30+ projects. Zero paying users.
That's my track record. I have a Projects folder on my computer with over thirty started-and-stopped builds. Crucible. ValidationOS. PathFinder. StratIQ. A football academy app. A youth sports directory. A monster maker for my kids. I built every single one with AI tools. Most of them work. None of them have paying users.
I'm Frank Sellhausen. I'm documenting what it actually takes to close the gap between “it works on my laptop” and “someone will pay for it” — in public, with real numbers and real failures.
I bring three lenses most builders don't have.
The drill sergeant lens.I spent 16 years in the Army, including six in a drill sergeant unit and a year as an Observer/Controller/Trainer at a Combat Training Center — where the Army developed the After Action Review. I trained units in running AARs and watched the process surface truths that rank alone never could. What was supposed to happen, what actually happened, what do we do differently next time. No ego in the room. That framework shows up in everything I build and everything I write.
The examiner lens.I left the Army to examine banks for the FDIC. I ran risk and compliance reviews — which means I spent years seeing every system through a regulator's eyes: what could go wrong, who could get hurt, where policy meets reality. When I look at an AI product, I see the access controls, the data exposure, the trust someone is placing in you when they hand you their information. Almost nobody building AI products has sat on the regulator's side of the table. I have.
The product lens.I was a Senior AI Product Manager at Dell Technologies, shipping agentic AI systems, MCP server implementations, GenAI tooling, and an account intelligence platform. Then I got laid off. I'm not going to dress that up. It happened to thousands of us, and if you're reading this, it may have happened to you too. What I learned is that knowing how to build inside a big company doesn't mean you know how to build for yourself. That's a different skill set, and it's the one I'm learning now.
What you get from following this.

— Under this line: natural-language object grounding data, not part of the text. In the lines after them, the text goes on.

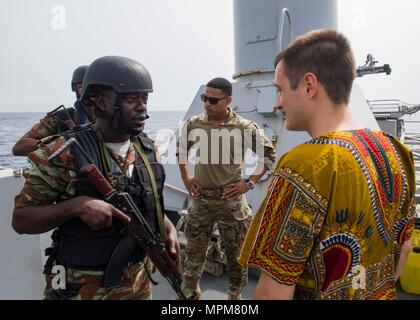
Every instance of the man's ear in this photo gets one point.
(310, 83)
(99, 101)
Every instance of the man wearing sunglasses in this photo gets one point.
(217, 188)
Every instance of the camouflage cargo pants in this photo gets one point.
(233, 218)
(87, 285)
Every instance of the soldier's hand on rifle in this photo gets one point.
(98, 214)
(191, 186)
(174, 248)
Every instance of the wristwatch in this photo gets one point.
(250, 185)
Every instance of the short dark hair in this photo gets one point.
(325, 53)
(222, 84)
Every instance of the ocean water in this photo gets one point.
(14, 125)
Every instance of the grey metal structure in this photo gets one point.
(262, 29)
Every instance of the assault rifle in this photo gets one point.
(138, 227)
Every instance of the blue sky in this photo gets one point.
(183, 43)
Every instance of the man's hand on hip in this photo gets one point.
(191, 186)
(235, 190)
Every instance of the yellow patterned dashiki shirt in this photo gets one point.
(335, 217)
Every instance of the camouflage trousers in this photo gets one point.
(233, 218)
(135, 285)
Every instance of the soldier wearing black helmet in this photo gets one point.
(59, 120)
(89, 231)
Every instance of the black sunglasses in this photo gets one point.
(212, 100)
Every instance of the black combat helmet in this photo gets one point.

I'm building Long Game Athletics using the same process documented on this site. Every framework, every lesson, every mistake gets shared in real time. No guru energy, no “10x” language. Just an honest account of what works and what doesn't when you try to turn a prototype into a product.
I have four sons, an MBA from Texas A&M, and the AIGP certification in flight. I've been a hobbyist coder for years. AI tools finally let me ship. Now I'm learning the part that comes after shipping.
Real builds, real mistakes, real numbers. Written for experienced operators building their second act.